Corresponding liabilities for these projects are included in Other Liabilities in the Consolidated Balance Sheet. There is no effect on the Company's net earnings or cash flows related to the capitalization of The Bow office project or the Deep Panuke PFC.
 
6. Discontinued Operations
 
As a result of the Split Transaction described in Note 4, on November 30, 2009, EnCana transferred its Downstream Refining operations to Cenovus. Downstream Refining focused on the refining of crude oil into petroleum and chemical products at two refineries located in the United States. These refineries were jointly owned with ConocoPhillips.
 
Consolidated Statement of Earnings
 
The following table presents the effect of discontinued operations in the Consolidated Statement of Earnings:
 
    Three Months Ended   Twelve Months Ended
    December 31,   December 31,
    2009   2008   2009   2008
                 
Revenues, Net of Royalties   $ 955     $ 1,497     $ 4,804     $ 9,011  
                 
Expenses                
Operating     87       117       416       492  
Purchased product     849       1,960       4,070       8,760  
Depreciation, depletion and amortization     27       50       173       188  
Administrative     26       7       44       26  
Interest, net     27       45       163       184  
Accretion of asset retirement obligation     1       1       2       2  
Foreign exchange (gain) loss, net     -       -       1       -  
(Gain) loss on divestitures     -       1       -       1  
      1,017       2,181       4,869       9,653  
Net Earnings (Loss) Before Income Tax     (62 )     (684 )     (65 )     (642 )

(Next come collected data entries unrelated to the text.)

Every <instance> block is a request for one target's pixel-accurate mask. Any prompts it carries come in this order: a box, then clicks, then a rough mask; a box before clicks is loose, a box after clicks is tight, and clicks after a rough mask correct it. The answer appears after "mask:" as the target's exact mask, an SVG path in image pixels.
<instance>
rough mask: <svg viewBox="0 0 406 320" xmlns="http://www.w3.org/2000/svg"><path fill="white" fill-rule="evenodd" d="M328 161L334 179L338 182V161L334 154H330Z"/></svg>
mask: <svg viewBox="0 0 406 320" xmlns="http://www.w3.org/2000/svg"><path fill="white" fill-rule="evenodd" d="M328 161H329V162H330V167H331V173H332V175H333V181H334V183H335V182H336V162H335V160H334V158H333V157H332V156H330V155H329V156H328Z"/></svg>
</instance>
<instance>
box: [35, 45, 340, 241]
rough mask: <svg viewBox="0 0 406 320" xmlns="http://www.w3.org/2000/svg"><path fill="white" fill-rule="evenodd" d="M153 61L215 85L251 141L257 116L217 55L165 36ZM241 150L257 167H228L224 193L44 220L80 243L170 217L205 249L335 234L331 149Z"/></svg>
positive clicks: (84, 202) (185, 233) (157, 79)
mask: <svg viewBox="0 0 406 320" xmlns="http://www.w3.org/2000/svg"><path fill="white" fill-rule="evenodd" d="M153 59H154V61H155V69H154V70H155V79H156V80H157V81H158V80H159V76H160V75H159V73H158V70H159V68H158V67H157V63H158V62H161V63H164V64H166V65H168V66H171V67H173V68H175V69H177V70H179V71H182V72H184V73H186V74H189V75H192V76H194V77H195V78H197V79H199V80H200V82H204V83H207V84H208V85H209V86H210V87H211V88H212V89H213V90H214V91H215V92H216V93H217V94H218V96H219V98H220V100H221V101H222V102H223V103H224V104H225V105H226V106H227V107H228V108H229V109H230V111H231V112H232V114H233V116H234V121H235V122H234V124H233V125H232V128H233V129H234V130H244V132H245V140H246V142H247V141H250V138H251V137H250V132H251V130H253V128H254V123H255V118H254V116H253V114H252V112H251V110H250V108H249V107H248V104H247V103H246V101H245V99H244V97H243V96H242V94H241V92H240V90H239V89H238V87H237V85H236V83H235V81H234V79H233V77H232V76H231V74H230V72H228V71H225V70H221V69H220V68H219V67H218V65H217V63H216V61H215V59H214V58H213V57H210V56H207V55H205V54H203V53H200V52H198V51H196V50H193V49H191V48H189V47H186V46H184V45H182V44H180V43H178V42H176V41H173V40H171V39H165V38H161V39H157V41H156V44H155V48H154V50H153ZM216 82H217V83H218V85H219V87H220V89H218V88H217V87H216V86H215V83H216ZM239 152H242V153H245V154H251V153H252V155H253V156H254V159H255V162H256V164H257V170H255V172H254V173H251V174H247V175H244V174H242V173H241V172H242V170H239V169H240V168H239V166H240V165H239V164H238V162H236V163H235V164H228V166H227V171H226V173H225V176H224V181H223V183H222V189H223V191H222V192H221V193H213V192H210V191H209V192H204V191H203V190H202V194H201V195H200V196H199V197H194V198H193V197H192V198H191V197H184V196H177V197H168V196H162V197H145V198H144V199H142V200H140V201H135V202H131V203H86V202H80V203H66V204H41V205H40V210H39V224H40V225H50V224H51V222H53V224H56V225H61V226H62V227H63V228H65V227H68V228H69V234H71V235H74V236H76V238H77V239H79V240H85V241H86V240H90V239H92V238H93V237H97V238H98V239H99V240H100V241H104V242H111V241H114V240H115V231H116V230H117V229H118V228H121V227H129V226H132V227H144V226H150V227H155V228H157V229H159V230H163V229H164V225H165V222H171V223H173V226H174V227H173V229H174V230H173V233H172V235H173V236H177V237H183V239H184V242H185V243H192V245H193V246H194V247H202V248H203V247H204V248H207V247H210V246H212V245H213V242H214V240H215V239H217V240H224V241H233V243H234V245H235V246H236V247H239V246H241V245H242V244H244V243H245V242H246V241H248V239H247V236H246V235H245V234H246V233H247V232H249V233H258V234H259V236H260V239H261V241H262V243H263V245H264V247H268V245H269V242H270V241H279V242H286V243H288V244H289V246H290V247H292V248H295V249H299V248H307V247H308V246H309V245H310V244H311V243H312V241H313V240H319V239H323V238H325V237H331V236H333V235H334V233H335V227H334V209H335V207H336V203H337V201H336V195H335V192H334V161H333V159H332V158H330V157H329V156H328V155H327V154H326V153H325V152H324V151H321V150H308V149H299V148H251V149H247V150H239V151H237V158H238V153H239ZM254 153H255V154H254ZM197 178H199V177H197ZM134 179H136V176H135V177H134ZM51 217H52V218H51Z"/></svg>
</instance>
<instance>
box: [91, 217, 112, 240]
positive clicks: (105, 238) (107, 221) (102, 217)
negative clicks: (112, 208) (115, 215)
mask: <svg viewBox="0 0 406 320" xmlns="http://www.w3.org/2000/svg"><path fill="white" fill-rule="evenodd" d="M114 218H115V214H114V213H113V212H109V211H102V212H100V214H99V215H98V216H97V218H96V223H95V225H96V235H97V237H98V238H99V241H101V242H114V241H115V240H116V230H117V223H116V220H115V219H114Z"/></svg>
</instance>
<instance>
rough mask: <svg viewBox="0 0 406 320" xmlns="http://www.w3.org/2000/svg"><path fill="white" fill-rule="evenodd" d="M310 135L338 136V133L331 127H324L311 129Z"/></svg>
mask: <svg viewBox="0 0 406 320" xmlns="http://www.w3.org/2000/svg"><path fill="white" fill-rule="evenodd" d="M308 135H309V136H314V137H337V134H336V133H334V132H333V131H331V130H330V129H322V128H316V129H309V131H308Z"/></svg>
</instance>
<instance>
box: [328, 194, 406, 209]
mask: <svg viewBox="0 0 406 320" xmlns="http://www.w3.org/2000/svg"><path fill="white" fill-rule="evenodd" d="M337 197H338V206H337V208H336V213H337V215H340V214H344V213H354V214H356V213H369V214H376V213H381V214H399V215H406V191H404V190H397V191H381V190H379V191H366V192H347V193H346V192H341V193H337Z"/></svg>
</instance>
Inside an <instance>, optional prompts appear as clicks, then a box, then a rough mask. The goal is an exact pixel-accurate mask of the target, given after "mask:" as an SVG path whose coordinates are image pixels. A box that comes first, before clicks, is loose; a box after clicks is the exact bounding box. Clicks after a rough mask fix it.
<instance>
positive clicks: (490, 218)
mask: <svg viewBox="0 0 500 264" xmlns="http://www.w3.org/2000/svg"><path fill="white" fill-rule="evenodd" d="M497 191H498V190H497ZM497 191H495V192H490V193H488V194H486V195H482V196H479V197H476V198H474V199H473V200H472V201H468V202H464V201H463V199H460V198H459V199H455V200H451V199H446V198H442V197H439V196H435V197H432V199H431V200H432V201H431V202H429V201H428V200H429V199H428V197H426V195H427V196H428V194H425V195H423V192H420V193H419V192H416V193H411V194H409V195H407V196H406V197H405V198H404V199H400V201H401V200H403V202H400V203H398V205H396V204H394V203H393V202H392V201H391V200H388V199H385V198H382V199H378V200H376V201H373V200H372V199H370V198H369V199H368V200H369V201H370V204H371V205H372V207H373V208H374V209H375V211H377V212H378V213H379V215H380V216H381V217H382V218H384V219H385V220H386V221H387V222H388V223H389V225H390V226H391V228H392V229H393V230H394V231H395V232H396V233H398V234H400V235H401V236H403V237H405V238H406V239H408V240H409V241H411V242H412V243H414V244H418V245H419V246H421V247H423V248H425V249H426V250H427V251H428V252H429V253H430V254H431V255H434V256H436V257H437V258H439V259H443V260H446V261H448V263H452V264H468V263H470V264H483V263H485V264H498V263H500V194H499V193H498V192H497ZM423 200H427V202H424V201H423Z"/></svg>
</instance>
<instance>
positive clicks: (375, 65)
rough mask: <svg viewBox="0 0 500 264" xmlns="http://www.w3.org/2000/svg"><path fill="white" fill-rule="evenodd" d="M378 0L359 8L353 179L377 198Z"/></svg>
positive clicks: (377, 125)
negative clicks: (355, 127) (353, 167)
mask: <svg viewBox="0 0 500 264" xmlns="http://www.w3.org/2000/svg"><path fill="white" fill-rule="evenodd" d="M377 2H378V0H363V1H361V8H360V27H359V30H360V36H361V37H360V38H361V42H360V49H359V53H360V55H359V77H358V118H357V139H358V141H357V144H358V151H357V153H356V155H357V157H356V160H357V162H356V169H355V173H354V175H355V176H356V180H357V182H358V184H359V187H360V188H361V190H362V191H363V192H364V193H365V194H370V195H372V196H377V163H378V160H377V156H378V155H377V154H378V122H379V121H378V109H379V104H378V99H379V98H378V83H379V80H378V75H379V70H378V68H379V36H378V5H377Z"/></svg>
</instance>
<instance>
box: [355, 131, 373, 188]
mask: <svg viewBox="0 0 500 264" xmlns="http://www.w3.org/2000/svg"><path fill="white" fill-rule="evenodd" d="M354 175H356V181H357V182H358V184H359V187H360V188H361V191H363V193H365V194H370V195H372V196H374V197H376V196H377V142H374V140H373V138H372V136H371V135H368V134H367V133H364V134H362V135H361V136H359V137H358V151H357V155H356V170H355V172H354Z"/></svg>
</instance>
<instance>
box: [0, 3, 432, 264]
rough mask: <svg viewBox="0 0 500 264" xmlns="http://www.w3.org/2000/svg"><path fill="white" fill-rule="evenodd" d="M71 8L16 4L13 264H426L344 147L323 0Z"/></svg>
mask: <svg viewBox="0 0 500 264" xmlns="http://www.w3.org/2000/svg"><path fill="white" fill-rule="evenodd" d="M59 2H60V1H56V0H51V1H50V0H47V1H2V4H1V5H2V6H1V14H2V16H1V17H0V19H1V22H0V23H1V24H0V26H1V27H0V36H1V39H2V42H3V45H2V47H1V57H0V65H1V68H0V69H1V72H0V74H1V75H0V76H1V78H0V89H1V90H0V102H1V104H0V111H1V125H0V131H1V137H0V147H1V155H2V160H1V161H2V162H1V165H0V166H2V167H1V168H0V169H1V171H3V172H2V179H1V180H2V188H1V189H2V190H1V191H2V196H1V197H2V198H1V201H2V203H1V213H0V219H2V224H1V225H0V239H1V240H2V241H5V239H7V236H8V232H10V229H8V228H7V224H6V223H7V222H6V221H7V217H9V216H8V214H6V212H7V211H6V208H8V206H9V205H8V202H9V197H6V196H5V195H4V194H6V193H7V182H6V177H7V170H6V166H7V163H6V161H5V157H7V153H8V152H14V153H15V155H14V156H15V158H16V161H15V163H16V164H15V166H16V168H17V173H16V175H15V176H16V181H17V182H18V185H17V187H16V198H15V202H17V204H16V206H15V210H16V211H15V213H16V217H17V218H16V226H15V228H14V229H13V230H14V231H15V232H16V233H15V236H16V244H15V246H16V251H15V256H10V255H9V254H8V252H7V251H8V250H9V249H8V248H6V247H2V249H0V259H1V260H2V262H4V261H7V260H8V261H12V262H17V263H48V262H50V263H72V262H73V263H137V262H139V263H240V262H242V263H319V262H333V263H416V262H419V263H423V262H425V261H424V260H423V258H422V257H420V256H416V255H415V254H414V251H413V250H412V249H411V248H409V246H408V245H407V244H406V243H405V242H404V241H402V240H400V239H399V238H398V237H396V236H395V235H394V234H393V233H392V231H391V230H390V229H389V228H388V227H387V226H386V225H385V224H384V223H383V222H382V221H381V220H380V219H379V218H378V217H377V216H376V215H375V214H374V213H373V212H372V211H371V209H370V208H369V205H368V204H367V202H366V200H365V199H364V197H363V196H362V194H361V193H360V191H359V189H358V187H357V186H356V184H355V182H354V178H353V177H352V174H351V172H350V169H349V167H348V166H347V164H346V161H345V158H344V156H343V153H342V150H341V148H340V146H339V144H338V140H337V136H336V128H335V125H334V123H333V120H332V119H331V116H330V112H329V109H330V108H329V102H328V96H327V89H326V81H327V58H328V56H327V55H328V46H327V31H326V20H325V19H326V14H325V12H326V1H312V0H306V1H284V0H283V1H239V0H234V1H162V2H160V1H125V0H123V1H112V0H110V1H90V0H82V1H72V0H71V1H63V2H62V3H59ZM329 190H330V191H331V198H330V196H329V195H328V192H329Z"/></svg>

Income tax expense (recovery)     (109 )     (292 )     (97 )     (87 )
Net Earnings (Loss) From Discontinued Operations   $ 47     $ (392 )   $ 32     $ (555 )
                 
Net Earnings (Loss) From Discontinued Operations                
per Common Share                
Basic   $ 0.07     $ (0.52 )   $ 0.04     $ (0.74 )
Diluted   $ 0.07     $ (0.53 )   $ 0.04     $ (0.73 )
 
Consolidated Balance Sheet
 
The following table presents the effect of the discontinued operations in the Consolidated Balance Sheet:
         
    As at   As at
    December 31,   December 31,
    2009   2008
         
Assets        
Current Assets        
Cash and cash equivalents   $ -   $ 29  
Accounts receivable and accrued revenues     -     132  
Inventories     -     336  
      -     497  
Property, Plant and Equipment, net     -     4,032  
Investments and Other Assets     -     137  
    $ -   $ 4,666  
         
Liabilities        
Current Liabilities        
Accounts payable and accrued liabilities   $ -   $ 423  
Income tax payable     -     (76 )
Current portion of partnership contribution payable     -     306  
      -     653  
Partnership Contribution Payable     -     2,857  
Asset Retirement Obligation     -     35  
Future Income Taxes     -     2  
      -     3,547  
Net Assets of Discontinued Operations   $ -   $ 1,119  
 
 
7. Acquisitions and Divestitures
 
Acquisitions
On May 5, 2009, the Company acquired the common shares of Kerogen Resources Canada, ULC for net cash consideration of $24 million. The acquisition included $37 million of property, plant and equipment and the assumption of $6 million of current liabilities and $7 million of future income taxes. The operations are included in the Canadian Division.
 
Divestitures
Proceeds received on the sale of assets were $1,178 million (2008 - $904 million). The significant items are described below:
 
Canada and USA
In 2009, the Company completed the divestiture of mature conventional oil and natural gas assets for proceeds of $1,000 million (2008 - $400 million) in the Canadian Division, $73 million (2008 - $251 million) in the USA Division and $17 million (2008 - $47 million) in Canada - Other.
 
Corporate and Other
On November 3, 2009, the Company completed the sale of Senlac Oil Limited for cash consideration of $83 million.